We took a stroll to check out the merch (a $35 t-shirt with the PiL logo that would have gotten one laid in 1980), and when we came back, Lydon was introducing the crowd to “Psychopath,” from his obscure 1997 solo album Psycho's Path. “It's swing time!,” he declared, but not a whole lotta swingin' was going on among the 40something crowd. “It's fucking hot up here,” he complained. He made a vague joke about medicinal marijuana. And then, both ironic and sincere, he spat “Thank you for being here”
He played the would-be rousing “Warrior” (“this is my land and I will never surrender”) and did his little dance. No response. “Has America forgot how to dance,” he chided. “Feel the heat and fucking mean it–What a fucking audience, the only one spitting is me” (polite clapping). “You can always sing along,” Lydon implored.
After a short, unplanned bathroom break (“That's fucking old age for you–I should have worn my incontinent pants”) the most interesting part of the set actually materialized from nowhere.

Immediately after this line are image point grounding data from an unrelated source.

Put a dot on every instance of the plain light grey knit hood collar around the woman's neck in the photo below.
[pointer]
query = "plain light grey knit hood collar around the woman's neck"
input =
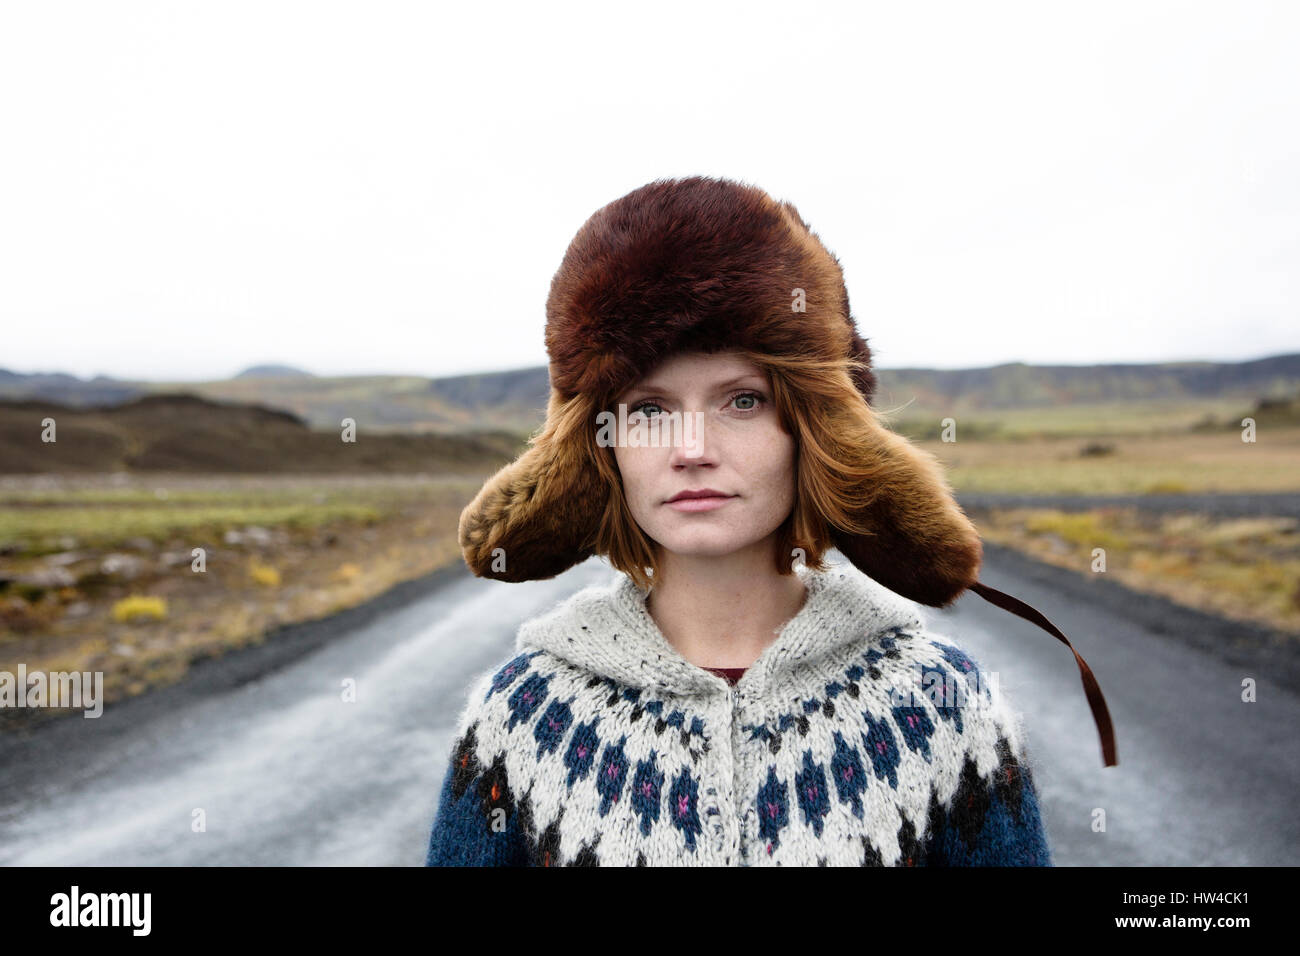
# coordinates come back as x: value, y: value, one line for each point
x: 609, y: 631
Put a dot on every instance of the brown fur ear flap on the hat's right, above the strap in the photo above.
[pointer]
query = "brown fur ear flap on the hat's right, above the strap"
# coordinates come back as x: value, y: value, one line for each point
x: 920, y: 543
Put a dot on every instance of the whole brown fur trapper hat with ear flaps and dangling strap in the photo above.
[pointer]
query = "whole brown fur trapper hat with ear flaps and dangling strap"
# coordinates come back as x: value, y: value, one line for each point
x: 705, y: 265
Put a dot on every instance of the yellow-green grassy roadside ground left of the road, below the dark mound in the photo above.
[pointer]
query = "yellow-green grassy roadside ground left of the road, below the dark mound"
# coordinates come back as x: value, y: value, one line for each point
x: 324, y: 547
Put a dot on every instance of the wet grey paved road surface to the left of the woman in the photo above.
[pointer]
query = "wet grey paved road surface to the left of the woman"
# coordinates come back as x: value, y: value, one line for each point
x: 284, y: 771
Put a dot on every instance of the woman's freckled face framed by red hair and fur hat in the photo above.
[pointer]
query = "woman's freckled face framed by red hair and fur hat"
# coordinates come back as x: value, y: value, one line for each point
x: 718, y: 430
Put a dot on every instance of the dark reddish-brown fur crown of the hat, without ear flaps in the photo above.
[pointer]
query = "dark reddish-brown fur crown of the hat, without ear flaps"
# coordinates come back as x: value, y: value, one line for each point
x: 694, y: 266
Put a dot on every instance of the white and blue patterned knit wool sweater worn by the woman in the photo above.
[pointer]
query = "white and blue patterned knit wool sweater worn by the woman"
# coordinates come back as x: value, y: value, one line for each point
x: 857, y: 738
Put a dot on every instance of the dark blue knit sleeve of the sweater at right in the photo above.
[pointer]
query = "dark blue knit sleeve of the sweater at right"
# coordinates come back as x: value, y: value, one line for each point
x: 993, y: 821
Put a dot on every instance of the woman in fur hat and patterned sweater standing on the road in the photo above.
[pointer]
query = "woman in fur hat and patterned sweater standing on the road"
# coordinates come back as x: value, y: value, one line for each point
x: 731, y: 699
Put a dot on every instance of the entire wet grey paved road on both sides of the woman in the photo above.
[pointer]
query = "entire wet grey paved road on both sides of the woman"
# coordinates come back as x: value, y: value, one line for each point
x: 289, y: 775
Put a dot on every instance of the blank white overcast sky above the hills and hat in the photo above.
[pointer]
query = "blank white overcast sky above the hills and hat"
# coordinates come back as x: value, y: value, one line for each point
x: 189, y: 189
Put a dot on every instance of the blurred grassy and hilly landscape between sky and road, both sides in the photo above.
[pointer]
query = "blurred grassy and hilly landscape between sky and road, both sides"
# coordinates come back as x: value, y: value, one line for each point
x: 99, y: 529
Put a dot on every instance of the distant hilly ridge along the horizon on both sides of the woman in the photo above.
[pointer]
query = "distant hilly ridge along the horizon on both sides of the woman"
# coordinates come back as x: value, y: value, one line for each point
x: 1012, y: 397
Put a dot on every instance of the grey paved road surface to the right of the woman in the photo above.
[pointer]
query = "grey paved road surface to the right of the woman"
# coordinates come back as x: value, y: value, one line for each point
x: 1204, y: 780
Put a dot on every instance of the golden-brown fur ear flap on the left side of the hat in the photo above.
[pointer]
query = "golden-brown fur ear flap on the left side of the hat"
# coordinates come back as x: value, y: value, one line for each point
x: 539, y: 516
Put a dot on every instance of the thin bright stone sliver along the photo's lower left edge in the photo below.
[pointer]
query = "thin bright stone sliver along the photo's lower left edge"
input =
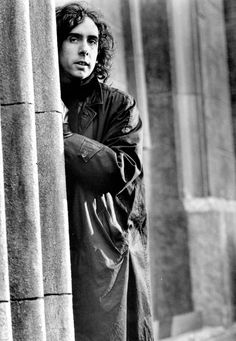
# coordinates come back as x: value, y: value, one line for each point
x: 5, y: 315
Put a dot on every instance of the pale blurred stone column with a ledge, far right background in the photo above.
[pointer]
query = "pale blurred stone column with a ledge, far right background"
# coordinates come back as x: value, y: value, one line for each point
x: 205, y: 152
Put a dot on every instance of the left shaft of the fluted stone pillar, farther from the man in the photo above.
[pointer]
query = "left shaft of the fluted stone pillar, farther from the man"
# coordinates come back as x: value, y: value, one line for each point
x: 20, y: 173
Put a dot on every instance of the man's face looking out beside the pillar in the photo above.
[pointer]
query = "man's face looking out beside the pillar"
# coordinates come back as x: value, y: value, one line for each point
x: 78, y: 53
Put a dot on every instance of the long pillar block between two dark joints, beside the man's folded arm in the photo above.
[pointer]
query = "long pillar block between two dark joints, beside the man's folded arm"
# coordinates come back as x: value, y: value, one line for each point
x: 53, y: 204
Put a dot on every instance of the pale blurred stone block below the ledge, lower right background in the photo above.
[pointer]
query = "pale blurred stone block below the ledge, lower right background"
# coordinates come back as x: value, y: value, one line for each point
x: 212, y: 292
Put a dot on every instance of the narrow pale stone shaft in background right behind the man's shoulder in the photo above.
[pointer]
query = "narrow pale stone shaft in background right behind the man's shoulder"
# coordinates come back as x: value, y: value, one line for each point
x: 136, y: 78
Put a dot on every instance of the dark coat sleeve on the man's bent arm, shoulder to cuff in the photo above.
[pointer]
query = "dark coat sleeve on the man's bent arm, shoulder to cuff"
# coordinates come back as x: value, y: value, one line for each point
x: 112, y: 165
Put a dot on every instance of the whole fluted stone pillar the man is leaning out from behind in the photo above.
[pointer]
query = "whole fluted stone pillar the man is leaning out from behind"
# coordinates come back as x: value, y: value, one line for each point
x: 34, y: 235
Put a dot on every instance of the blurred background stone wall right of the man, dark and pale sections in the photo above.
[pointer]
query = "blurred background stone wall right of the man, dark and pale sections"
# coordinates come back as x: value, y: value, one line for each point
x: 192, y: 242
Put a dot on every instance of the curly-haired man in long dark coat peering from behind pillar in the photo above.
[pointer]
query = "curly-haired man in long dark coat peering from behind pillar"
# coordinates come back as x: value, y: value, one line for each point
x: 107, y: 218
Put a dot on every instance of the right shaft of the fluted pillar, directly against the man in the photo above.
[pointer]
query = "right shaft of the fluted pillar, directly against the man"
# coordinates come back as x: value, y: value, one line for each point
x: 53, y: 202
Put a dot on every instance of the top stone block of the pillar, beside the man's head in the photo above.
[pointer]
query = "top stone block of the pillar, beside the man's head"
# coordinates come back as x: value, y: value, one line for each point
x: 45, y: 56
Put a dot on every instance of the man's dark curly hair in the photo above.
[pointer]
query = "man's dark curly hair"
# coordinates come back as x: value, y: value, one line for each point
x: 71, y: 15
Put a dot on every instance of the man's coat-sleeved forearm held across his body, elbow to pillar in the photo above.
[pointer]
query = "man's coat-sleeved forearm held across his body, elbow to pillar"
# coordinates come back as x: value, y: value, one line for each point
x: 98, y: 166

A solid run through “Religion,” “Bags,” “Chant,” and “Memories,” occasionally dropping the bass to a nice, offending level, made you wish for Wobble's presence. This was PiL's real, long-lasting legacy, a strange form of white funk, and not even Lydon's always self-undermining clowning and schtick (corny Schwarzenegger jokes in 2010? Really?) could put a dent on it.
The main set closed with another crucial moment–a balls-out reading of “Public Image,” which was never really the first PiL song, but the last great Sex Pistols statement. And Lydon unleashed THE VOICE, that seminal punk sneer that is up there in rock mythology with Elvis' Sun singles, Dylan's “Like a Rolling Stone” and, maybe, Cobain's “Smell Like Teen Spirit.” For a couple of minutes, there, the legend came out of the incontinent little body in the black pajamas.
The encore had Psycho Path's “Sun,” Lydon's contribution to rave culture “Open Up” (a Leftfield single from 1993) and his only real US hit, Album's “Rise.” The hit finally brought the singalong, with its hooliganish chorus and the mantra “Anger is an energy.” Except the club was still Nokia and this was an energy drink crowd.
One last time, Lydon started berating the “precious” people on the balcony to come down and be one of the people. Hard to be one of the people with the goons protecting the mosh pit. Remember? “For entrance into the Pit, you MUST have the wristband designated by Club NOKIA Management.” In a different universe it would make a kickass early PiL lyric, wouldn't it?